Follow‐up information in both arms will be obtained through alternating remote and in‐person cardiology clinics visits at 6‐month intervals. At each follow‐up visit a list of medications, an interim history focusing on occurrence of any arrhythmic events, adverse events, and physical exam will be recorded. Laboratory, electrocardiographic, Holter, event monitoring data that may have been acquired as standard of care will be recorded. Any assessment of LVEF (determined by echocardiography, nuclear imaging, cardiac magnetic resonance imaging) if acquired per standard of care, not mandated per protocol during follow‐up will be recorded.

2.13. End points

The primary endpoint of Confirm‐AF is the time to first detection of AF lasting > 5 min in the ICM arm or captured by clinical symptoms and documented by ECG or Holter in the Non‐ICM arm. All secondary endpoints are provided in Table 2. The Abbot ICM utilizes a unique mobile app (myMerlin™) that allows immediate arrhythmia transmission from the ICM and allows for annotation of symptoms (dizziness, palpitations, chest pain, syncope, and shortness of breath). Confirm‐AF will include a tertiary app‐specific endpoint to evaluate the impact of symptom‐triggered arrhythmic events by use of the myMerlin™ mobile app (Table 2.)

TABLE 2.

Endpoints of the confirm‐AF trial

Primary Endpoint
  • Time to first detection of AF lasting > 5 min a

Secondary Endpoints
  • Rate of initiation of guideline directed arrhythmic and HF interventions (AF ablation, initiation of antiarrhythmic therapy, anticoagulation, beta‐blocker and others) following detection of AF.

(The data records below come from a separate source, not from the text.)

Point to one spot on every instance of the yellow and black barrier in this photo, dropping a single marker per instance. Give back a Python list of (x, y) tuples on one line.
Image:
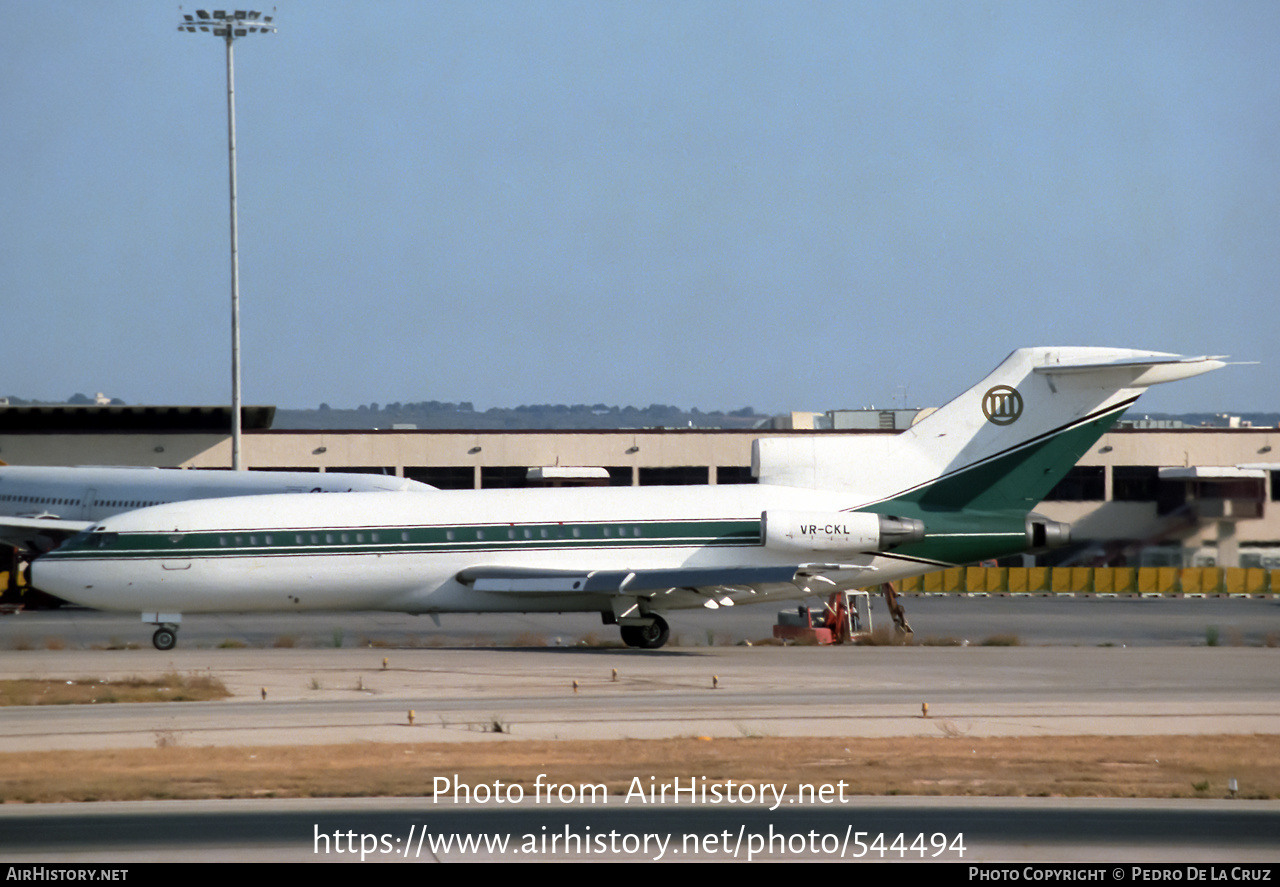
[(1096, 580)]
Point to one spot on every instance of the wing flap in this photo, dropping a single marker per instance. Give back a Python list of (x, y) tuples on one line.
[(39, 534)]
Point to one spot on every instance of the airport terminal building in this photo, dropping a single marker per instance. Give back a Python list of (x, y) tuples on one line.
[(1173, 497)]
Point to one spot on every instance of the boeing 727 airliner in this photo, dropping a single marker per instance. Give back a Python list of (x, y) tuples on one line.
[(828, 513)]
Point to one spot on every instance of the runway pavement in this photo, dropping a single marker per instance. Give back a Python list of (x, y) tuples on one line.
[(339, 695), (1083, 667)]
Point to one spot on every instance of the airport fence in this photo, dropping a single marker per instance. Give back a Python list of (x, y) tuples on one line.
[(1096, 580)]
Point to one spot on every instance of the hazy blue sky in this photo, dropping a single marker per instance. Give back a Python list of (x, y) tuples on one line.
[(712, 204)]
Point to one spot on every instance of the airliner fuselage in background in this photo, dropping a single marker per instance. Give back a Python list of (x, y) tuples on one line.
[(827, 513), (41, 506)]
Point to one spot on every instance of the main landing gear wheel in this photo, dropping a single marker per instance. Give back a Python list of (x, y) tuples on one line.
[(648, 636)]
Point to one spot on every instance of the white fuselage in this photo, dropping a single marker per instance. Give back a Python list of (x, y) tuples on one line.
[(87, 493), (403, 553)]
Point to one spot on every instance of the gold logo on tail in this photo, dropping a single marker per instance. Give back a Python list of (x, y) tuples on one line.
[(1002, 405)]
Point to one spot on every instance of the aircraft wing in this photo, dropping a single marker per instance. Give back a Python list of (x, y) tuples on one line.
[(676, 588), (39, 534)]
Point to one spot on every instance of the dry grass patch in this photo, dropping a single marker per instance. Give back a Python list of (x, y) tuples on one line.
[(1087, 766), (172, 687)]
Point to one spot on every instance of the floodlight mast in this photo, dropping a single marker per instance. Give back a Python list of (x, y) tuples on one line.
[(229, 26)]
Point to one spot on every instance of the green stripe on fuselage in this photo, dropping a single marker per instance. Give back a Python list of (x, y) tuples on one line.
[(410, 539)]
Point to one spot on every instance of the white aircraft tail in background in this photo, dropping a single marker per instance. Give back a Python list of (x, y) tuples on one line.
[(828, 513)]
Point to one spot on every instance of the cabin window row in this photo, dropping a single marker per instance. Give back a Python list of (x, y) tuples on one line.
[(461, 534)]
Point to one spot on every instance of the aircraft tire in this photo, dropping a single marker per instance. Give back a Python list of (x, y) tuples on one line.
[(164, 639), (647, 636), (654, 635)]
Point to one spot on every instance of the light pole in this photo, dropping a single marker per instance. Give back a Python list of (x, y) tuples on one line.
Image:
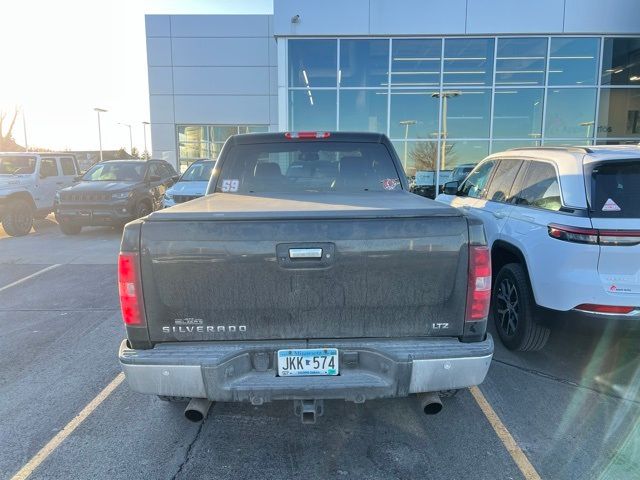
[(130, 137), (24, 128), (443, 144), (99, 111), (144, 134), (407, 124)]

  • Total number of cardiovascular hospitalizations or death.

  • Healthcare utilization (including emergency department visits, unplanned office visits, cardiovascular hospitalization or death).

  • Quality of life measured using the Kansas City Cardiomyopathy Questionnaire

  • AF burden using the Abbott ICM

  • Composite of identified arrhythmic events consisting of AF, sustained ventricular tachycardia, and high‐risk bradyarrhythmia (high degree AV block or sinus pause > 5 s), whichever occurs first.

myMerlin™ app‐specific Endpoints
  • Time to ICM detection of arrhythmic events, triggered by symptoms versus automatically detected arrhythmic events.

  • Rate of actionable interventions (including initiation of oral anticoagulation, guideline directed medical therapy, device and procedural interventions) following symptom triggered events versus the rate of actionable interventions associated with automatically detected arrhythmic events.

a

Defined as ICM detected AF in the intervention arm or captured by clinical symptoms and documented by ECG or Holter in the Non‐ICM arm.

2.14. Core laboratories and committees

2.14.1. Electrogram and device interrogation core laboratory

This lab consists of a director and co‐director and their appointed staff. The core lab will review all ICM interrogations using electronic media downloaded from myMerlin™ or during device interrogations at the enrolling sites. The enrolling sites' interpretation and classification will be available to the core lab but they will form a final opinion of the nature of the detected arrhythmias. The core lab will review all interrogations to capture and adjudicate all events.

2.14.2. Events Review Committee

A three‐member Events Review Committee will review source documents obtained from each of the enrolling sites. The information will be used to determine the nature of any clinical and adverse events. Available medical records and source documents will be used to determine cause‐specific mortality.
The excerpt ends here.